I screwed around with this for awhile and eventually someone at Andersen told me their hitch would "...not transfer more than 500 lbs." The Andersen is wonderful to hitch and the sway control is great but if you want to load the front end I don't think it's for you.

I installed a Blue Ox with 1500 lb. bars. Whoever observed that WD hitches with chains are "adjustable" in the way you want is correct. When "adjusted" to provide maximum transfer (the fewest links possible between the bars and chain attachment point) they can be more than difficult to leaver up. The standard method for dealing with this is to jack the tongue up as far as it will go to get the end of the bars closer in height to the A frame. That certainly helps but I have a 3000 lb. jack on my AS and I'm pretty sure that it was over loaded with the 1250 trailer and who knows how much truck. I got around this by jacking the spring bars with a bottle jack.
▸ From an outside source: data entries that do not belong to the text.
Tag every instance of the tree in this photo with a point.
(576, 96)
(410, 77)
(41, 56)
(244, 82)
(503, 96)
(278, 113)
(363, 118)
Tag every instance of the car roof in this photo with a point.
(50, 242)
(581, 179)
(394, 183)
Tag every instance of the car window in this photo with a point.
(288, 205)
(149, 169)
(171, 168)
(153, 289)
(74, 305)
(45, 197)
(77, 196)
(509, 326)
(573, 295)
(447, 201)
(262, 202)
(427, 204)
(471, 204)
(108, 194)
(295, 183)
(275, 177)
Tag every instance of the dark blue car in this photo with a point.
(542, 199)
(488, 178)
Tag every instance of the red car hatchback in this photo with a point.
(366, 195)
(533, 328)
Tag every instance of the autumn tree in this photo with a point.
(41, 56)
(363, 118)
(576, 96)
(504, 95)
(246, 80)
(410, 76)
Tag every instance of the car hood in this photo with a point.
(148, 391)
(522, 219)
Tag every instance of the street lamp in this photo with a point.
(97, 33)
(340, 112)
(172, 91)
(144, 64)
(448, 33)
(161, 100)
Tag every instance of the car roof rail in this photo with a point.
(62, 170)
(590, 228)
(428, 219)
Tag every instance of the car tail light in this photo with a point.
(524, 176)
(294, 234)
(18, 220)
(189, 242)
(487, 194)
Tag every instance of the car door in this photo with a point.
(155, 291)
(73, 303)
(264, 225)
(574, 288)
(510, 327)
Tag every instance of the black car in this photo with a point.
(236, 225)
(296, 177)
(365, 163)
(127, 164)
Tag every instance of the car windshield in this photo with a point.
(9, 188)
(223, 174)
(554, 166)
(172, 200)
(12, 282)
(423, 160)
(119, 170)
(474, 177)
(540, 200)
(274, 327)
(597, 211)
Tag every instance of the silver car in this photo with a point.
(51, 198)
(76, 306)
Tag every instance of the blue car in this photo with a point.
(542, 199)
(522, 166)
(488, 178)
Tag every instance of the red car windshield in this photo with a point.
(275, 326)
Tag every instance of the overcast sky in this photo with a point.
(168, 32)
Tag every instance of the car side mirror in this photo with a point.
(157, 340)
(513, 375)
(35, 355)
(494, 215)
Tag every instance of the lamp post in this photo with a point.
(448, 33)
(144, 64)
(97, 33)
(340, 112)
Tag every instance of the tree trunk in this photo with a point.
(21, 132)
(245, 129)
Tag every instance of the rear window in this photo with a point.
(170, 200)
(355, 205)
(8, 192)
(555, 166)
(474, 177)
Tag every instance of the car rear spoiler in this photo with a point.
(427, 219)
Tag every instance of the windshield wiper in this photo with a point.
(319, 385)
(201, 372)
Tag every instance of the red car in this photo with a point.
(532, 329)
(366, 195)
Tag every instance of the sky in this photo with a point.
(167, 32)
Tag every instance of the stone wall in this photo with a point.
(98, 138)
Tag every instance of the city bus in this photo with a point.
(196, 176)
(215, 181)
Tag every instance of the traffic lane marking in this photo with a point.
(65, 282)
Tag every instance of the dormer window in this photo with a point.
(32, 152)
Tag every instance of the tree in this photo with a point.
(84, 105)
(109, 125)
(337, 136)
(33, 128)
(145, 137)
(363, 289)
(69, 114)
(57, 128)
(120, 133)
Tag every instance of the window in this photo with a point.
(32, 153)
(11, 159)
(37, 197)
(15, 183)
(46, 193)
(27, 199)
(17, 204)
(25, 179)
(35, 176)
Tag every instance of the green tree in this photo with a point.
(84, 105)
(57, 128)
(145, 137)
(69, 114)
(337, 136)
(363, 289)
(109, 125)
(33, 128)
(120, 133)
I really don't recommend that but I thought it was better than burning up the trailer jack, which really didn't get it up as far as I needed anyway. I also employed a 40" breaker bar which could be a little tricky to maneuver around the propane tanks, etc. With the bottle jack I can get the chains tensioned with a 30" bar.

Maybe more than you wanted to know, maybe more than I wanted to know too. I've decided to sell my 18,000 mile 2013 F150 and get a diesel. I still have the F150 if anyone is interested.

I will try the Andersen again with the new truck.